Ein erster Roman, »De Wezenlozen« (Ü: Die Unwirklichen), stand nicht nur auf der Longlist des AKO-Literaturpreises, sondern brachte der Autorin auch den Vrouw Debuut Prijs ein. Die Schilderung einer auseinanderbrechenden Familie im Spannungsfeld von Ruhm und Niedergang sowie von griechischer Tragödie und Reality-TV wurde von der Kritik für die Einfühlung in verschiedene Figuren und für einen Schreibstil gefeiert, der dem Leser durch seinen beschaulichen, fast nachlässigen Ton Raum zum Atmen gebe.
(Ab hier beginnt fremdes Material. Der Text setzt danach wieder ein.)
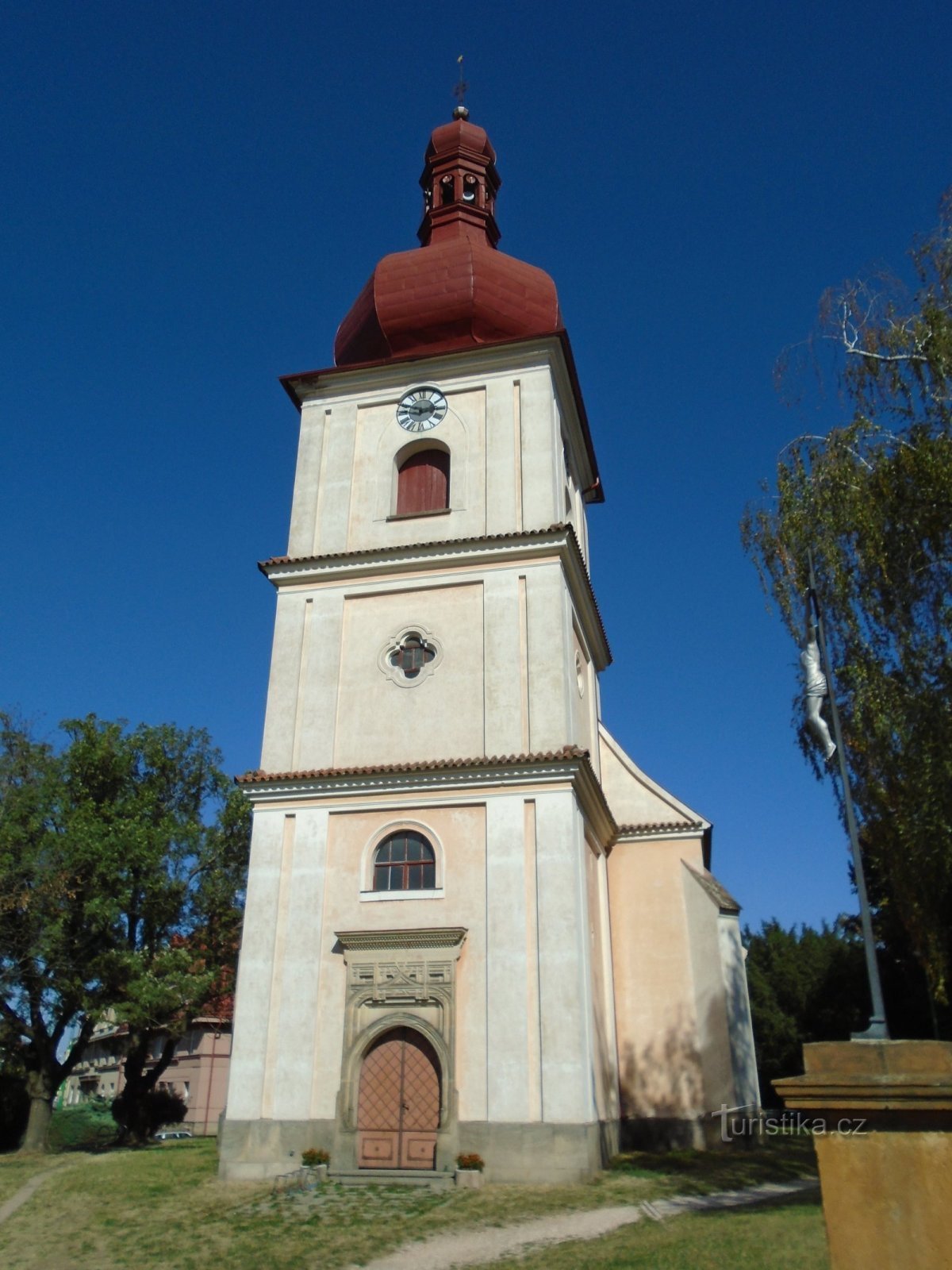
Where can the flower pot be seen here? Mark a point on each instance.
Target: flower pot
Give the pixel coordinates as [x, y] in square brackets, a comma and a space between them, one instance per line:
[469, 1179]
Bereits 2005 hatte die Jury des Kwakoe Literatuurprijs entsprechend über eine Erzählung der Autorin geurteilt, es reiche, nur drei Sätze zu lesen, um zu wissen, dass man es mit einer echten Schriftstellerin zu tun habe – nach der Lektüre eines Absatzes sei man dann bereits verhext. 2014 gewann Versteegs zweiter Roman »Boy« (2014; dt. 2016) den BNG Bank Literatuurprijs. Berührend, ergreifend und ohne Voyeurismus dringt die Autorin erneut tief in die Seele ihrer Figuren ein, um die Geschichte der hoffnungsbeladenen Aufnahme eines afrikanischen Kindes in eine westliche Familie zu erzählen, das, sozialer Isolation und Mobbing ausgesetzt, seinen Adoptiveltern trotz aller gut gemeinten Bemühungen nach und nach entgleitet, bis der Mutter nur noch die Suche nach Ursachen für den Tod des von ihr angenommenen Jungen bleibt. Das Interesse, sich literarisch mit menschlichem Versagen auseinanderzusetzen, teilt Versteeg mit anderen zeitgenössischen niederländischen Autorinnen und Autoren wie Esther Gerritsen und Thomas Heerma van Voss. In ihrem jüngsten Roman »Quarantaine« (2015; Ü: Quarantäne), der von der Kritik wieder begeistert aufgenommen wurde, sieht einer der wenigen Überlebenden einer tödlichen Seuche, der seine Erfahrungen und Erinnerungen in einem inneren Monolog wiedergibt, die Chance auf einen Neuanfang und lernt dabei spät, vielleicht zu spät, was es bedeutet, Mensch zu sein. Das »NRC Handelsblad« würdigte in einer Rezension erneut Versteegs Subtilität und Eloquenz und erklärte sie zu einer der besten Autorinnen ihrer Generation.
Neben Romanen hat Versteeg auch Essays, Kurzgeschichten und Theaterstücke verfasst. Texte von ihr erschienen in Zeitschriften wie »Vrij Nederland«, »Nouveau« und »Hollands Maandblad en Tirade«. Sie lebt in Delft.
Het gevoel van groeiend gefluister
[Text für den Kwakoe-Literaturpreis-Wettbewerb]
Den Haag, 2005
Dit is geen Dakloze
Lemniscaat
Rotterdam, 2008
De Wezenlozen
Prometheus
Amsterdam, 2012
Quarantaine
Prometheus
Amsterdam, 2015
Boy
Klaus Wagenbach
Berlin, 2016
[Ü: Christiane Burkhardt]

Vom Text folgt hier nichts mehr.